Update August 9: urikanegun has kindly contributed a Japanese translation of this article.

Developers love speed, so developers love benchmarks. Benchmarks on programming language performance, app server performance, JavaScript engine performance, etc. have always attracted a lot of attention. However, there are lots of caveats involved in running a good benchmark. One of those caveats is benchmark stability: if you run a benchmark multiple times then the timings usually differ a bit. A a lot of people have the tendency to hand-wave this caveat by just shutting down all apps, rerunning the benchmark a few times and averaging the results. Is that truly good enough?

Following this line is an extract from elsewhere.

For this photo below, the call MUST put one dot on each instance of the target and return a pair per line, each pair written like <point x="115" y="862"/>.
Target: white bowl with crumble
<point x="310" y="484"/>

Lately, I have been researching the topic of benchmark stability because I am interested in creating reliable benchmarks that are reproducible by third parties, so that they can verify benchmark results by themselves — e.g. allowing users of my software to verify that my benchmarks are reliable. Such research has led me to Victor Stinner, a Python core developer who has been focusing on improving Python 3 performance for several years.

Stinner recently gave a talk at PyCon 2017 (with an excellent summary by Linux Weekly News) about this topic. Stinner needed a way to test if optimizations really helped, and if performance regressions had been introduced. He needed this in a form that can be integrated in a continuous integration tool so performance changes can be tracked reliably over time and commits. To that end, he developed a benchmarking methodology, as well as a benchmarking framework named perf.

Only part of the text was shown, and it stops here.